Quick Tip: For \(d^8\) configuration of central metal ions like \(Ni^{2+}\):
- Strong-field ligands (e.g., \(CN^-\)) result in square planar geometry (\(dsp^2\)).
- Weak-field ligands (e.g., \(Cl^-\)) result in tetrahedral geometry (\(sp^3\)).

Step 1: Understanding the Question:

We need to determine which of the given plots correctly represent Boyle's Law mathematically.


Step 2: Key Formula or Approach:

Boyle's Law states that for a fixed amount of gas at constant temperature, the pressure (\(P\)) is inversely proportional to its volume (\(V\)):
\[ P \propto \frac{1}{V} \implies P = \frac{k}{V} \implies PV = k (where k is a constant) \]


Step 3: Detailed Explanation:

Let us evaluate each of the plots shown in the options:

- Plot (A): \(P\) vs \(\frac{1}{V}\):

Since \(P = k \left(\frac{1}{V}\right)\), this is of the linear form \(y = mx\) where \(y = P\) and \(x = \frac{1}{V}\) with a positive slope \(m = k\).

This plot is a straight line passing through the origin.
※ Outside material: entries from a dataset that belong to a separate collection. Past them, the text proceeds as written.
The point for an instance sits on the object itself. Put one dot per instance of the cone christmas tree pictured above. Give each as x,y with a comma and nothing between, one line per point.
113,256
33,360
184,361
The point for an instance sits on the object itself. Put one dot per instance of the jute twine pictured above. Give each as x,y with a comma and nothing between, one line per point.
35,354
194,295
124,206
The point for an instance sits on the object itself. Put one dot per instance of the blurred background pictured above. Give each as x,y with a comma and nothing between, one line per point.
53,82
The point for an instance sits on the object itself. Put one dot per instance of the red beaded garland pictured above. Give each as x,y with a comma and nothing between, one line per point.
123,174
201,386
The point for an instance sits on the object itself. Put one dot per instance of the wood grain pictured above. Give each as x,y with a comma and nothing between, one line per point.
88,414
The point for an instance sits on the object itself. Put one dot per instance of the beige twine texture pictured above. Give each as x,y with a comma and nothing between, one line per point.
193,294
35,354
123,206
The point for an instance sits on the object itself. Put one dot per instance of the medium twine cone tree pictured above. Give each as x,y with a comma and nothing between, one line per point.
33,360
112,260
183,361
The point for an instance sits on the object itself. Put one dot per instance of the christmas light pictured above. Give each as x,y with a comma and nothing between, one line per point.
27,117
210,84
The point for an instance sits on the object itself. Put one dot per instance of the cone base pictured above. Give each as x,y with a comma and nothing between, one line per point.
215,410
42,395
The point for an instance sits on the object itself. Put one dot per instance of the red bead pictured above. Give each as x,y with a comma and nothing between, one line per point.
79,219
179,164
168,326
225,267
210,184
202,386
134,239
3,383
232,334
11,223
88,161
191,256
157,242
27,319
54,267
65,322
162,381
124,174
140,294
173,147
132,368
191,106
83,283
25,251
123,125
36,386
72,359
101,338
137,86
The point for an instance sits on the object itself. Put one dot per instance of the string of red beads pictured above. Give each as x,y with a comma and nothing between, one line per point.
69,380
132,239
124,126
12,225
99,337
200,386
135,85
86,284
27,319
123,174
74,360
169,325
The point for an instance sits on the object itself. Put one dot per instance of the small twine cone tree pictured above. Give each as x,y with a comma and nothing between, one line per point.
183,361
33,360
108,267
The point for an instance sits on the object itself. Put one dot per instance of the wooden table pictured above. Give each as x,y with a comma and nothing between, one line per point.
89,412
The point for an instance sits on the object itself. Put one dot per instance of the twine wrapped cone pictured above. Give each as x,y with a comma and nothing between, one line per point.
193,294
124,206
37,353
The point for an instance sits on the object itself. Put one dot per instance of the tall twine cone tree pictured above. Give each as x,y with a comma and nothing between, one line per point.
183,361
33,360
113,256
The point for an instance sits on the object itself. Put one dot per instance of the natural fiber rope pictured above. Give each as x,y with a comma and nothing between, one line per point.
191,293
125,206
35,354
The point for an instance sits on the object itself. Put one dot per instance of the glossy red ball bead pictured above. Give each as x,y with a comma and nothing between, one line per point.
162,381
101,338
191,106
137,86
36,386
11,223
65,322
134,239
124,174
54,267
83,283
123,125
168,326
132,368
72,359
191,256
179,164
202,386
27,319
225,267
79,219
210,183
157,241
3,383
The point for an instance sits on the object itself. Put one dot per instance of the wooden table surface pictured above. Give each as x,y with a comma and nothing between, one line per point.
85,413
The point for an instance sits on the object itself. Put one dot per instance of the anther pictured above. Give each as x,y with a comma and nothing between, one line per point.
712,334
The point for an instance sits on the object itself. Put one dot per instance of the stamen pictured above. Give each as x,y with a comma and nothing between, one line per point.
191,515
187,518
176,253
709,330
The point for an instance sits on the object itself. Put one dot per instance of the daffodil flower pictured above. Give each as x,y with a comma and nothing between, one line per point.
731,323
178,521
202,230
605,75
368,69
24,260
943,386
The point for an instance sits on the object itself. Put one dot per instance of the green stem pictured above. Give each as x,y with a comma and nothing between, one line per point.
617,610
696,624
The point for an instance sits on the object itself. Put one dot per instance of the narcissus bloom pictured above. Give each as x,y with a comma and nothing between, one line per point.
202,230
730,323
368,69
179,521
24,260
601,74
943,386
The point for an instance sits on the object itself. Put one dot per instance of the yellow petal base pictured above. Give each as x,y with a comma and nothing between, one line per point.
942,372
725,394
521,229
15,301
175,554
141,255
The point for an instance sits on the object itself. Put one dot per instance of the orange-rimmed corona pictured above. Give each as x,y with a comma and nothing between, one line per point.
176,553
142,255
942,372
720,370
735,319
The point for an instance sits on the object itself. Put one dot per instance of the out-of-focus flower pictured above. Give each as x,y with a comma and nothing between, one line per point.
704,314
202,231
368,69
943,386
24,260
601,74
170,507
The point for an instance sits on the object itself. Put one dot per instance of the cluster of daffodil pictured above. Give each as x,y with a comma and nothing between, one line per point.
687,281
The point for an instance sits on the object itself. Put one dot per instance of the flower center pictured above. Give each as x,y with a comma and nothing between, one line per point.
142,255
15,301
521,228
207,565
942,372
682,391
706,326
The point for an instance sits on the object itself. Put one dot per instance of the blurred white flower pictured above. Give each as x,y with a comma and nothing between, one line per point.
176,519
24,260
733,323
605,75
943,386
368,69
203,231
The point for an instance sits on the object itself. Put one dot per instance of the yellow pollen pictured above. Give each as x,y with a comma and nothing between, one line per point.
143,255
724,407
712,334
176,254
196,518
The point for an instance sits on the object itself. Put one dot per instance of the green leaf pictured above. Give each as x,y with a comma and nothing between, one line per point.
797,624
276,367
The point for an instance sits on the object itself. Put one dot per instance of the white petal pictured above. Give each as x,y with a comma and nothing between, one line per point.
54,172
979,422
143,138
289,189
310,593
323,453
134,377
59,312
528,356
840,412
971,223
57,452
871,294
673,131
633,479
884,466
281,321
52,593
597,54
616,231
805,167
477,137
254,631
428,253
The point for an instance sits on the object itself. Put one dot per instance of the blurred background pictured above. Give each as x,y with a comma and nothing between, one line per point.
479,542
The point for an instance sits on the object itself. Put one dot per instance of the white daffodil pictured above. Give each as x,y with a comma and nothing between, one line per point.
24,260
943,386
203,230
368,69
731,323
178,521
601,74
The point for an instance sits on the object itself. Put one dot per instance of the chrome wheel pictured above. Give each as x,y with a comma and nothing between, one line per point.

Thus, Plot (A) is correct.

- Plot (B): \(\log P\) vs \(\log V\):

Taking the logarithm of both sides of \(PV = k\):

\[ \log(PV) = \log k \implies \log P + \log V = \log k \]

\[ \log P = -\log V + \log k \]

This is of the linear form \(y = mx + c\) with slope \(m = -1\) and a positive intercept \(c = \log k\).

This plot is a straight line with a negative slope. Thus, Plot (B) is correct.

- Plot (C): \(P\) vs \(V\):

Since \(P\) and \(V\) are inversely proportional, as volume increases, pressure decreases non-linearly.

This plot is a rectangular hyperbola. Thus, Plot (C) is correct.

- Plot (D): \(P\) vs \(V\) showing a straight line with a negative slope:

This represents a linear relationship \(P = -mV + c\), which is mathematically incorrect for Boyle's law. Thus, Plot (D) is incorrect.


Step 4: Final Answer:

The correct options are (A), (B), and (C).
Quick Tip: Always formulate the explicit mathematical equation for each axis variable before verifying the graph shape:
- \(y \propto x \rightarrow\) straight line through origin.
- \(y \propto \frac{1}{x} \rightarrow\) rectangular hyperbola.
- \(\log y = - \log x + c \rightarrow\) straight line with slope \(-1\).